On March 1st, it was a privilege to speak at Carnegie Mellon University as part of the Biomedical Engineering Seminar Series. My talk, “Regenerative Engineering: The Future of Tissue Regeneration,” highlighted the importance of convergence research as illustrated by some of our latest work on the HEAL Project. I also discussed the important role of biomaterials in regenerative engineering. I am so grateful to both the Biomedical Engineering department and the university for inviting me to speak. Thanks to Kathy Samuels who coordinated my visit and to all in attendance!
It was truly an honor to have been recognized by the NAACP, an organization that has been at the forefront of the fight for equality in our country.
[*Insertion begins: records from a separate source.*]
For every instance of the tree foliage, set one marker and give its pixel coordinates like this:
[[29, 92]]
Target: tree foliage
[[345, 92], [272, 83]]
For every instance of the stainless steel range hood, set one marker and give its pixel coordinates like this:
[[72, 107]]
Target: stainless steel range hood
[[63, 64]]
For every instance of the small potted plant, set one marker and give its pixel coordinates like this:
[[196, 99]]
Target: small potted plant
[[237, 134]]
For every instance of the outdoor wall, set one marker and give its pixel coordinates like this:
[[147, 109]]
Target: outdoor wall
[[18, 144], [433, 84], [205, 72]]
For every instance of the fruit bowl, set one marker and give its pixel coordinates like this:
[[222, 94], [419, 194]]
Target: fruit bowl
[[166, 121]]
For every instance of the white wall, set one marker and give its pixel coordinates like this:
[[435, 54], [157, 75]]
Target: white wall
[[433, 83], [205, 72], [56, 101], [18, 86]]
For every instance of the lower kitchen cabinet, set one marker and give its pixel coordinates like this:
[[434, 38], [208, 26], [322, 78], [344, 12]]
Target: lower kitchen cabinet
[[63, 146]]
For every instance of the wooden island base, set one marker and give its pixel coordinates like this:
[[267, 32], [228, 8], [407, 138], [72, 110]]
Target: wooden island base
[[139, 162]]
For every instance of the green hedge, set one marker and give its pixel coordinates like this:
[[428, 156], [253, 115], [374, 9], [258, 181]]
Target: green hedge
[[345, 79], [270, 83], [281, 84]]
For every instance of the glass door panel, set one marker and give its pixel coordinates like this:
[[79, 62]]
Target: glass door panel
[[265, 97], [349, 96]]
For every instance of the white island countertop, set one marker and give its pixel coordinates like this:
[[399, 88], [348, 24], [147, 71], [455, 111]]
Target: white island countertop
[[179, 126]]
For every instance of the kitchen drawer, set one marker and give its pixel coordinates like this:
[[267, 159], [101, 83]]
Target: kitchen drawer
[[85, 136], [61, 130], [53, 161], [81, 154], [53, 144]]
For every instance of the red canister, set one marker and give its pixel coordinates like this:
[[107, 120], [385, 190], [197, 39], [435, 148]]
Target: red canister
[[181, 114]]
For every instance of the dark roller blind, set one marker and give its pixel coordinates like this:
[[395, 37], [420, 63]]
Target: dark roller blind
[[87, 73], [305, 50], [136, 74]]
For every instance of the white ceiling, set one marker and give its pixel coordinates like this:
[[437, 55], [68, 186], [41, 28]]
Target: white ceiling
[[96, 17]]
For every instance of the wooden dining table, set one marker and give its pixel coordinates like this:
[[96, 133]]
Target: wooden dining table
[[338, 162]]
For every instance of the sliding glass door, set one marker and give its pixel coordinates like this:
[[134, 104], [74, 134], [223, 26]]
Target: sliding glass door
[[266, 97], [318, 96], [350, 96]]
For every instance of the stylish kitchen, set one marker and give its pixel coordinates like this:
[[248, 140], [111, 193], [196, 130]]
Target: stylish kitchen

The Connecticut chapter of the NAACP has been honoring the state’s most influential blacks since 2009. The ceremony was held in Stamford during the 50th NAACP State. The event’s keynote speaker was U.S. Congressman Elijah Cummings. I am honored to be named on a list alongside so many distinguished and accomplished men and women. I will continue working to make a difference in the lives of African Americans in the areas of education, health disparities, and other issues.
Congratulations to Dr. Nair of the Institute for Regenerative Engineering. In collaboration with Dr. Regina Landesberg of the Department of Craniofacial Sciences at UConn Health, she has received one of seven Research and Education Funding awards from the Oral and Maxillofacial Surgery Foundation. The Foundation supports novel research on maxillofacial surgery. Dr. Nair and Dr. Landesberg’s project focuses on the development of injectable platelet rich plasma delivery systems for craniofacial tissue regeneration. Congratulations to both of them on funding for this exciting project.
I am very honored to have been featured in “Grow Your Own” in the December 2015 issue of Prism magazine. I had the pleasure of discussing the HEAL Project with Prism’s team. Please check out the article at http://www.asee-prism.org/up-close-dec-3/.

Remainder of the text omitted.